What's in a Name?

Upon his election as pope, Cardinal Joseph Ratzinger became Pope Benedict XVI. Read about his namesakes.

 
Benedict I (575-79)

Virtually nothing, including his birthdate, is known about the 62nd pope and the first to bear the name Benedict. A Roman and the son of Boniface, he was called Bonosus by the Greeks. He is said to have helped the country cope with a famine following the Lombard invasion. He was buried in the vestibule of the sacristy of the old Basilica of St. Peter.

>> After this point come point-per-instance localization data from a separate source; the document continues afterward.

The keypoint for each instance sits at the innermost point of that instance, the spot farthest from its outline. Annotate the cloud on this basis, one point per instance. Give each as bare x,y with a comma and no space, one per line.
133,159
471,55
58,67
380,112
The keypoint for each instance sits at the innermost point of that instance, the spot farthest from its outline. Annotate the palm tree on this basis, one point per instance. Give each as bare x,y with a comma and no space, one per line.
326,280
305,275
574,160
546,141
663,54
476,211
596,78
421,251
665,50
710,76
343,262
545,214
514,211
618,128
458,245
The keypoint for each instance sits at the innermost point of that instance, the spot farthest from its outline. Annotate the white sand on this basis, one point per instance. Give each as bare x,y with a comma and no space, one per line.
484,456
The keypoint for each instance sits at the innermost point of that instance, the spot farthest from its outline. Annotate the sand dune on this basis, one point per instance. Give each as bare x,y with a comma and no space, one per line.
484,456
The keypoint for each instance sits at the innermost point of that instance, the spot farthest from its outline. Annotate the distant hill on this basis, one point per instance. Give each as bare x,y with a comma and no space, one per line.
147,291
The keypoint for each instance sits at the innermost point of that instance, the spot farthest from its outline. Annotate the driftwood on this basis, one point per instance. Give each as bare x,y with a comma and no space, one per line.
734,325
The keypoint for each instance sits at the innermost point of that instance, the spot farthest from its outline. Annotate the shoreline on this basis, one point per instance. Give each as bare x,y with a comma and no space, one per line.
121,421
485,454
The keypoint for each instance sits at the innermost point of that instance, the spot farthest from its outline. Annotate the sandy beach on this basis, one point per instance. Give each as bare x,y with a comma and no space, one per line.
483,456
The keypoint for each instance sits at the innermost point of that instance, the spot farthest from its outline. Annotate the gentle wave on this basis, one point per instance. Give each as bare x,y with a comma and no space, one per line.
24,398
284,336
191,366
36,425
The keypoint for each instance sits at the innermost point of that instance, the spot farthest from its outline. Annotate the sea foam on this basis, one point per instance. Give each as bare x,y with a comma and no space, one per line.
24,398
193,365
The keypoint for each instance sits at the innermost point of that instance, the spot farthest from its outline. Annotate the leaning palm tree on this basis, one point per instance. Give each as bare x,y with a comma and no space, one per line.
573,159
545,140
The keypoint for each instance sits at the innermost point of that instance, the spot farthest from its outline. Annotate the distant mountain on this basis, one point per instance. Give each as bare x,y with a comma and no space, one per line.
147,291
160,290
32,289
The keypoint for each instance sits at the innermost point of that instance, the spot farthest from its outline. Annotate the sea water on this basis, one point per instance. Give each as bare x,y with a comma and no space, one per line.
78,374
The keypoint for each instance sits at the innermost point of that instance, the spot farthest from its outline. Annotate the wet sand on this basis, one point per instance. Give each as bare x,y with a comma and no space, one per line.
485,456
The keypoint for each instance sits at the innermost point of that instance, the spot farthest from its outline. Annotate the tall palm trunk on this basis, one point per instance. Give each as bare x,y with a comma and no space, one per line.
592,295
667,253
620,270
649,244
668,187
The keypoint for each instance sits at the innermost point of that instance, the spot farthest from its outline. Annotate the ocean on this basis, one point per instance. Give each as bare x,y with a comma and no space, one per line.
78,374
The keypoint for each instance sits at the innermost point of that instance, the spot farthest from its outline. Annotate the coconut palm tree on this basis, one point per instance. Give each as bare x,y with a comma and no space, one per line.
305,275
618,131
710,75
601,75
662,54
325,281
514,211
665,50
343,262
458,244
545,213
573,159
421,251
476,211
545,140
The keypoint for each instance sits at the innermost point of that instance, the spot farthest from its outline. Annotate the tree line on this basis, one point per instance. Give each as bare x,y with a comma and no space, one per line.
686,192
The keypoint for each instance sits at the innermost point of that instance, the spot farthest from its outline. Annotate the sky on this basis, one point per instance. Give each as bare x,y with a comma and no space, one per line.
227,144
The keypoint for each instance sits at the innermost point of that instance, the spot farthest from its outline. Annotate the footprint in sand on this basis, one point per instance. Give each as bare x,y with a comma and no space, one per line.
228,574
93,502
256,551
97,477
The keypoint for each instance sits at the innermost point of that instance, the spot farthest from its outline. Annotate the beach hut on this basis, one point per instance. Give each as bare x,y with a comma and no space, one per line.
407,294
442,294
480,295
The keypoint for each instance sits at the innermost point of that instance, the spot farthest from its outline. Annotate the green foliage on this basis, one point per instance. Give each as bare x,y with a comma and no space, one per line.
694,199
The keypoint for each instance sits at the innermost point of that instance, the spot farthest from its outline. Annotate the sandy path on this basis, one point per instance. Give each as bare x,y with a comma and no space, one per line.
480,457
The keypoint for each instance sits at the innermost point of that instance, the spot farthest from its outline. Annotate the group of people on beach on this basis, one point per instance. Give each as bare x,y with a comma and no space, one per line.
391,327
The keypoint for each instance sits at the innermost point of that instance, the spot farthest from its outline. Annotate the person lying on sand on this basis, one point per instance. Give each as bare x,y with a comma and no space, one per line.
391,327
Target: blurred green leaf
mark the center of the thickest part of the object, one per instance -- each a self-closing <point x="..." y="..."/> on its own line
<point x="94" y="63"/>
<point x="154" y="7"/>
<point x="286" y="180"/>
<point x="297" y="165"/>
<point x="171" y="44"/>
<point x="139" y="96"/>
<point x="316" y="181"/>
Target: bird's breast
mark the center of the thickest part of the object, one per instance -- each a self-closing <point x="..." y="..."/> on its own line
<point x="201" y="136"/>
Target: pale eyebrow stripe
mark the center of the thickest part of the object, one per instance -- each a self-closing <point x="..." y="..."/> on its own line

(St.) Benedict II (684-85)

The 81st pope was a Roman. He was a student at the schola cantorum, where he excelled as a Bible scholar and singer. He secured an imperial decree that ended the imperial confirmation of popes. He is known to have adopted Emperor Constantine's two sons. He fought Monothelism, restored many of the churches of Rome, and endowed funds to minister to the poor. He was buried in St. Peter's.



Benedict III (855-58)

The 105th pontiff took office in tumultuous times. A Roman by birth, Benedict, son of Peter, was elected pope on the death of Pope Leo IV, but church intrigue resulted in his imprisonment for several months before he was released and consecrated.



Benedict IV (900-03)

The birthdate of the 118th pope, a Roman, is unknown. He was the first of six popes named Benedict (Benedict IV through IX) who reigned during the Dark Ages. Each reigned for a very brief time and virtually nothing-even the precise dates of their reigns-is historically verifiable. The historian Frodoard, a contemporary, praised him for his generosity and concern for the common weal and dubbed him "Great." He crowned Louis the Blind as emperor. He was buried in front of St. Peter's near the gate of Guido.



Benedict V (964)

The 133th pope was elected after the death of Pope John XII. In a matter of months, Emperor Otto I, who opposed his election, marched on Rome, took Benedict V prisoner, and ended his pontificate. The emperor then placed his own candidate, who adopted the name Leo VIII, in office, and took Benedict with him to Germany, where he remained against his will under the care of the Archbishop of Hamburg-Bremen, until his death.



Benedict VI (973-74)

Very little is known of the life and reign of the 135th pope, Benedict, Cardinal-Deacon of St. Theodore, a Roman and the son of Hildebrand. His pontificate came to a grisly end, when a group of nobles and clergy took him captive and imprisoned him at the Castle of Sant' Angelo. He was strangled there when his captors learned that an imperial envoy had been sent to Rome by Emperor Otto II to release him.



Benedict VII (974-83)

The 136th pope, born in Rome, was bishop of Sutri. After his election, the antipope, Boniface Franco, and his followers challenged his authority. Emperor Otto II supported him and ensured his papacy. As pope, Benedict VII attempted to suppress simony (the buying and selling of spiritual benefits), supported monasticism, and appointed the first archbishop of Carthage.